Smooth Fictitious Play in Stochastic Games with Perturbed Payoffs and Unknown Transitions
Lucas Baudin, Rida Laraki

TL;DR
This paper introduces a family of decentralized, model-free learning algorithms for stochastic games that extend smooth fictitious play, ensuring convergence to regularized Nash equilibria even with perturbed payoffs and unknown transitions.
Contribution
It develops new regularized, decentralized algorithms for stochastic games that do not require knowledge of transition probabilities or exact payoffs, extending classical fictitious play to more realistic settings.
Findings
Algorithms converge to stationary regularized Nash equilibria in stochastic games.

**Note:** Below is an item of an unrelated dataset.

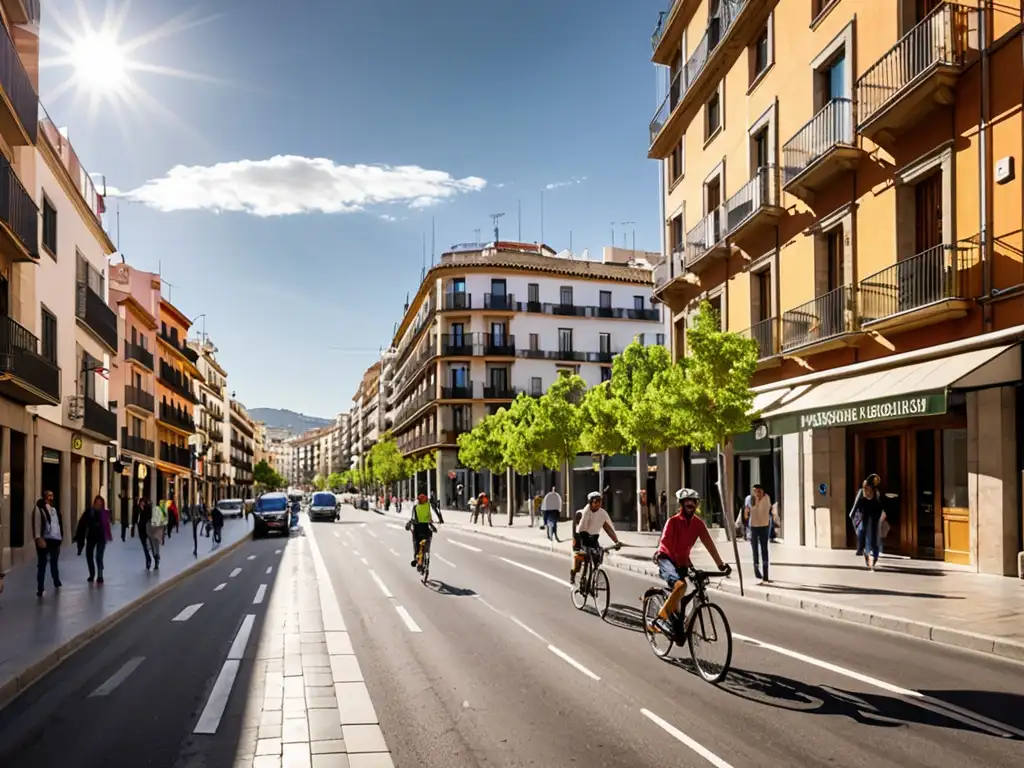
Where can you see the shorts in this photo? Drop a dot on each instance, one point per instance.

Procedures also converge to optimal policies in single-player MDPs, serving as an alternative to Q-learning.
The methods are model-free and handle perturbed payoffs, broadening applicability.
Abstract
Recent extensions to dynamic games of the well-known fictitious play learning procedure in static games were proved to globally converge to stationary Nash equilibria in two important classes of dynamic games (zero-sum and identical-interest discounted stochastic games). However, those decentralized algorithms need the players to know exactly the model (the transition probabilities and their payoffs at every stage). To overcome these strong assumptions, our paper introduces regularizations of the systems in (Leslie 2020; Baudin 2022) to construct a family of new decentralized learning algorithms which are model-free (players don't know the transitions and their payoffs are perturbed at every stage). Our procedures can be seen as extensions to stochastic games of the classical smooth fictitious play learning procedures in static games (where the players best responses are regularized,…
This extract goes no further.